3.- ¿Cuáles son las principales ideas que deben marcar la línea de actuación del Ministerio Fiscal? O, ¿qué papel representa el ejercicio de la fiscalía en la sociedad? 

El Fiscal promueve la acción de la justicia en defensa de la legalidad, de los derechos de los ciudadanos y del interés público tutelado por la ley, según definición constitucional.  Aunque comúnmente se ve al Fiscal como quien ejerce la acusación en los procedimientos penales y hay que reconocer que esa es cuantitativamente la parte principal de nuestro trabajo, actuamos en otros ámbitos siempre en defensa de los derechos de los ciudadanos. Es relevante especialmente su actuación en la defensa de personas sin capacidad jurídica plena como los menores de edad o personas sobre las que se ha decretado o puede decretar judicialmente la incapacidad.

4.- ¿Qué papel debe realizar la Unión Progresista de Fiscales en la profesión? 

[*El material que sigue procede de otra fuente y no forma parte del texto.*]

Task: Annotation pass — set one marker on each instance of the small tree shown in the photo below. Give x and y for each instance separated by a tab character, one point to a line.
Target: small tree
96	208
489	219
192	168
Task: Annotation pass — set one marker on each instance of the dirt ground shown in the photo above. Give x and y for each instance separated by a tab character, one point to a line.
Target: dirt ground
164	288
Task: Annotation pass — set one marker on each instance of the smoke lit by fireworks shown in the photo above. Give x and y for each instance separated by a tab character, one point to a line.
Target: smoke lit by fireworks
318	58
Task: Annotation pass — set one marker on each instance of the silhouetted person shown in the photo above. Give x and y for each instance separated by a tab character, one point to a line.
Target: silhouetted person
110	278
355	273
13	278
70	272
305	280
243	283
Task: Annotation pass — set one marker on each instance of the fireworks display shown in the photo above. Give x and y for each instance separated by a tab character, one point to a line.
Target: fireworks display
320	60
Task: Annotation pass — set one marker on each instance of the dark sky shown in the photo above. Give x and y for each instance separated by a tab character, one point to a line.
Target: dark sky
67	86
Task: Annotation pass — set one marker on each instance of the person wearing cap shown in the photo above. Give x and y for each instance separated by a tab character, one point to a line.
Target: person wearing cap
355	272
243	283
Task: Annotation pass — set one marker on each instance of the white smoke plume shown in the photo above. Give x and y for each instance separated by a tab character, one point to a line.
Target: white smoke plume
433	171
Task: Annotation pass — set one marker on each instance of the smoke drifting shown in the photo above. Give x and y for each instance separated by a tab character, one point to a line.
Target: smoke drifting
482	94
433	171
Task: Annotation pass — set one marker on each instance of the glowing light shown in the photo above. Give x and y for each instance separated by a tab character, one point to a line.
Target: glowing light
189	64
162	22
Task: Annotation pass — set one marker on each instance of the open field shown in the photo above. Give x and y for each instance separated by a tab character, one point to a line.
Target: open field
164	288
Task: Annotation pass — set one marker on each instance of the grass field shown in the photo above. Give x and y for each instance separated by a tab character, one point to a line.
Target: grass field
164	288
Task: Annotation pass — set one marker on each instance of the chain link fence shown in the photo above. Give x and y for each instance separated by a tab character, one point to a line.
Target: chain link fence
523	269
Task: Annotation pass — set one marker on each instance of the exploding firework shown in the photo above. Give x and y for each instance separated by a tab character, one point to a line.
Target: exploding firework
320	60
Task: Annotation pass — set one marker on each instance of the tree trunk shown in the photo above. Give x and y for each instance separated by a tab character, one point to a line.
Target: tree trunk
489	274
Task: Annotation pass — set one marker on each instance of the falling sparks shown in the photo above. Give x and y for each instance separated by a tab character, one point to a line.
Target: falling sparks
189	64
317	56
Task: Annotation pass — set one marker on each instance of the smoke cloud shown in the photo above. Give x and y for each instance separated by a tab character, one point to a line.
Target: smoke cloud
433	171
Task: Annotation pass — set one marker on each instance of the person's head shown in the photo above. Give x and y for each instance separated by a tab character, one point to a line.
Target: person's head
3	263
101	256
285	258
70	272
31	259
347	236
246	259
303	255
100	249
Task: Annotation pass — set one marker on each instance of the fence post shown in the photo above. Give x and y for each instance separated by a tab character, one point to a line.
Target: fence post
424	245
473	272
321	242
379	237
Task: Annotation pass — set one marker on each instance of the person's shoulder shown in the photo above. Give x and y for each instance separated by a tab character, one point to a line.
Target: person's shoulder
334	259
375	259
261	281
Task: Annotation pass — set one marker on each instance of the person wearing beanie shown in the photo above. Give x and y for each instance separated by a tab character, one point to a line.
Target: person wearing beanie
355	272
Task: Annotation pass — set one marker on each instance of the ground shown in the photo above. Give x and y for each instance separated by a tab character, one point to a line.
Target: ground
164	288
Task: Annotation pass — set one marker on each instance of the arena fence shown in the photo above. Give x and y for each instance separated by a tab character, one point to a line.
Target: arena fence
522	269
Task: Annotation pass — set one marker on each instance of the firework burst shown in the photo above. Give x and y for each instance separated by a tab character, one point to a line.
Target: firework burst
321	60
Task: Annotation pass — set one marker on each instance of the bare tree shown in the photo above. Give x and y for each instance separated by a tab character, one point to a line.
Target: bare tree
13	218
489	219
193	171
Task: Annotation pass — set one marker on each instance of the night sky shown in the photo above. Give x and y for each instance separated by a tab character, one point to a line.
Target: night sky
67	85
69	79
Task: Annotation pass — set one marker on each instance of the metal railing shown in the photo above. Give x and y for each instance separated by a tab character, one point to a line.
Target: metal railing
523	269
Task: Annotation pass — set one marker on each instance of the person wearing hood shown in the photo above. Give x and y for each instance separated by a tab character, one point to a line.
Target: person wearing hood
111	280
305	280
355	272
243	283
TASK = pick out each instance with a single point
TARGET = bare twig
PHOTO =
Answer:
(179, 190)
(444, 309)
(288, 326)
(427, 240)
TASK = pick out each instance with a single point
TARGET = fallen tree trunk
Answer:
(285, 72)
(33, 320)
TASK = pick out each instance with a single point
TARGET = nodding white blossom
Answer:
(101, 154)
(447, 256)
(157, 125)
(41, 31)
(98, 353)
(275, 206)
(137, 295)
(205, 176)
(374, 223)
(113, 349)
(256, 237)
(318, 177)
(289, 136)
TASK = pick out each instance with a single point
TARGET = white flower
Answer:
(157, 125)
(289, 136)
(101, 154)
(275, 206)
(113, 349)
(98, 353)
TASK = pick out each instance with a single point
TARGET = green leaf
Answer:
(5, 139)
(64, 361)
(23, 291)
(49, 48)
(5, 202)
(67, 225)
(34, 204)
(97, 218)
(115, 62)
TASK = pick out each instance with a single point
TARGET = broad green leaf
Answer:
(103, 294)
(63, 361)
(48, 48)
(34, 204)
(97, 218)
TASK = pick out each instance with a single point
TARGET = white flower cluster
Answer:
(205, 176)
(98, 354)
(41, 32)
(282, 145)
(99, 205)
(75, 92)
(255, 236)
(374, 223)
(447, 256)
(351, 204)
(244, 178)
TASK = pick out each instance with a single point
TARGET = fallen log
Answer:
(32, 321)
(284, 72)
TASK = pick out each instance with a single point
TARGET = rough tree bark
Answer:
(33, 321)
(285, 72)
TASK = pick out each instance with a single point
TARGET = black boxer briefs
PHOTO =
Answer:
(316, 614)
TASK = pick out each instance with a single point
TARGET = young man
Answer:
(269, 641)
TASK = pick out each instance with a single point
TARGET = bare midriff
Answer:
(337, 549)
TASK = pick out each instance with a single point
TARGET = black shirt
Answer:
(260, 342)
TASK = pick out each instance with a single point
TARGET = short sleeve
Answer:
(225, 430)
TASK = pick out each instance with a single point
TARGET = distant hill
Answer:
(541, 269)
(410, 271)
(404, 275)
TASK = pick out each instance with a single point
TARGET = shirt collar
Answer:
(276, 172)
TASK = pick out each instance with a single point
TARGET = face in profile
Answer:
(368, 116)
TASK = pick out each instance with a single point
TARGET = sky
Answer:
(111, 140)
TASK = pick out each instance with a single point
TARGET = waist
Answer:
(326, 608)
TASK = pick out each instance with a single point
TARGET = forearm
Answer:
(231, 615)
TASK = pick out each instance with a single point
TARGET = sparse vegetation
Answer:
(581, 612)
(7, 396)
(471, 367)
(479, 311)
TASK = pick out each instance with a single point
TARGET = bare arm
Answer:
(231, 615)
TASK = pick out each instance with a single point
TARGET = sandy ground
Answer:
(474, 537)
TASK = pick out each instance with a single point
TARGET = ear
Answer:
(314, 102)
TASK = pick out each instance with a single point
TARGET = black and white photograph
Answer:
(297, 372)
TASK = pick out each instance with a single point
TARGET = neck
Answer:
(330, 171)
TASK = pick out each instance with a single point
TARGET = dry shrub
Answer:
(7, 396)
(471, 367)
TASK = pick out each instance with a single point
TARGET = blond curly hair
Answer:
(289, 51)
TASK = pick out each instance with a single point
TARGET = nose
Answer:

Desde 1991 soy miembro de la Unión Progresista de Fiscales y he sido miembro de su Secretariado durante cuatro años no consecutivos además de Delegado en Catalunya por más tiempo. Esta asociación dentro de las funciones asignadas a los fiscales hace especial hincapié en nuestro deber de promover la defensa y plena realización de los principios, derechos y libertades consagrados en la Constitución y en promover la satisfacción del interés social y la defensa de los derechos sociales y económicos de los ciudadanos y la protección de los sectores marginados de nuestra sociedad. A nivel internacional ha destacado en la defensa del principio de justicia universal. Me siento particularmente orgulloso de la querella interpuesta por la UPF en 1997 contra Augusto Pinochet que acabaría motivando su detención posterior durante un viaje al Reino Unido.

5.- Después de todos tus años en la profesión, ¿qué reflexión haces mirando a tu trayectoria? 

Tras casi 30 años en la carrera me considero satisfecho de haber realizado un trabajo que me gusta y de haber actuado en defensa de los ciudadanos, principalmente, de las víctimas de las acciones delictivas. Una de las ventajas de mi carrera es la posibilidad de especialización que es mayor que en la carrera judicial, sometida lógicamente al principio de derecho al juez natural. Sin salir del ámbito penal es relevante la actuación que han tenido fiscales especializados en delitos medioambientales, en siniestralidad laboral o en delitos vinculados a la corrupción. Es deseable que ambas carreras se complementen y se podría seguir un modelo como el italiano donde la forma de acceso es única y se pueden solicitar destinos en una carrera u otra de forma indistinta.  De cara al futuro resta pendiente el eterno dilema de la instrucción de los procedimientos penales por el Fiscal, sistema mayoritario en nuestro entorno. No obstante, dada la situación actual no vemos factible que la modificación se realice a corto o medio plazo.